Latest update February 11th, 2025 2:15 PM
Jul 03, 2009 News
Professor Nigel Harris of the University of the West Indies, who is attending the 30th Caricom Summit of Heads of Government, yesterday, told local and regional media operatives that successful regional integration was crucial to its success in that no one country could full achieve its pinnacle by itself.
He emphasised that it was an issue to be dealt with more effectively by the political leaders but as an academic his own view was that the region was a broad demographic that shares deep history and cultural links.
He noted that in the region the countries were so small that in no instance will a single country be able to lift itself developmentally.
“Within that context one would want to support broader participation and broader integration.”
He said that the Organisation of Eastern Caribbean States (OECS) was already a working entity and with Trinidad’s addition, given its resources, would seem like a good opportunity. “(But) I think everybody is committed to a broader integration process across Caricom.”
Professor Harris said that the different groups within the regions such as the OECS and the Bolivarian Alternative for Latin America (ALBA) would not fracture CARICOM. There remains a solid working relationship between the leadership of the Caribbean.
He posited that despite the smaller circles in the long term there is the understanding of the need for strong ties.

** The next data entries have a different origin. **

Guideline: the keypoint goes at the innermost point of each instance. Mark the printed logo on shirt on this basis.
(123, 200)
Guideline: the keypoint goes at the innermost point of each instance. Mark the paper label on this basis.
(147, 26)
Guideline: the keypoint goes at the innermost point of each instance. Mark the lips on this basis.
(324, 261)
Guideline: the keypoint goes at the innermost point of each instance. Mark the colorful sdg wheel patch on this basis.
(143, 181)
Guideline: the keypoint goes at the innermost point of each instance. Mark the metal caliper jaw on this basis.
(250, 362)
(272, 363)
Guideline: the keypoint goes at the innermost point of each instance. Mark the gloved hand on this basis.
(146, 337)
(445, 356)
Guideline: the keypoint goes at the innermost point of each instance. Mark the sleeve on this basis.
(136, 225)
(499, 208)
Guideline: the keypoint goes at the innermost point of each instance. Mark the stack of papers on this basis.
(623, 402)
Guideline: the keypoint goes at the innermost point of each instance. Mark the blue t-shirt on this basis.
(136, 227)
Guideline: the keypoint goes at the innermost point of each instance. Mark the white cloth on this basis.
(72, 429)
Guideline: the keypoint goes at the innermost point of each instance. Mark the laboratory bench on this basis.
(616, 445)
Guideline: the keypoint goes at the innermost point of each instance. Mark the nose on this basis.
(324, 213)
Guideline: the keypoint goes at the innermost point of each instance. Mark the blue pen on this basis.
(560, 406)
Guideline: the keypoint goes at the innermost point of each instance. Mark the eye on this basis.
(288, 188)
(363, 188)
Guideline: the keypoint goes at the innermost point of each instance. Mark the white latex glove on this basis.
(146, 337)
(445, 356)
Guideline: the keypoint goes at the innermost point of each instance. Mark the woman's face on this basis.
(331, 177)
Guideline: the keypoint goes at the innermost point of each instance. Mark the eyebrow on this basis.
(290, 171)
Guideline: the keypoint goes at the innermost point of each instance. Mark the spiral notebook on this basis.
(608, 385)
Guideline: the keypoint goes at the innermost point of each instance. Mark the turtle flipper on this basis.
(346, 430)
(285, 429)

He said, too, that the UWI must be utilized as a regional resource for regional development given that it provides access to broad expertise across the region like no other institute and could be applied to every single nation within the region.
The eminent professor had pleaded with the caucus yesterday for the establishment of a research development fund that would target areas such as food security, agriculture, alternative energy, disaster risk reduction and crime and security among others.
He noted that UWI has already taken on the task but was in dire need of increased funding.
A Guyanese by birth, Professor Harris was previously Dean and Senior Vice President for Academic Affairs at Morehouse School of Medicine in Atlanta, USA.
He is currently Vice Chancellor of the University of the West Indies to which he took a wealth of experience both as an administrator, academician and researcher.
He is internationally known for his work as a Rheumatologist.
With colleagues in London, he helped to define a disorder which they called the Antiphospholipid Syndrome and devised a diagnostic test (the anticardiolipin test) for it. For this work he shared with Dr Graham Hughes and Dr Aziz Gharavi of Hammersmith Hospital the Ceiba-Geigy Prize.
Over 150 papers, editorials, reviews and chapters on this subject have been published by Professor Harris.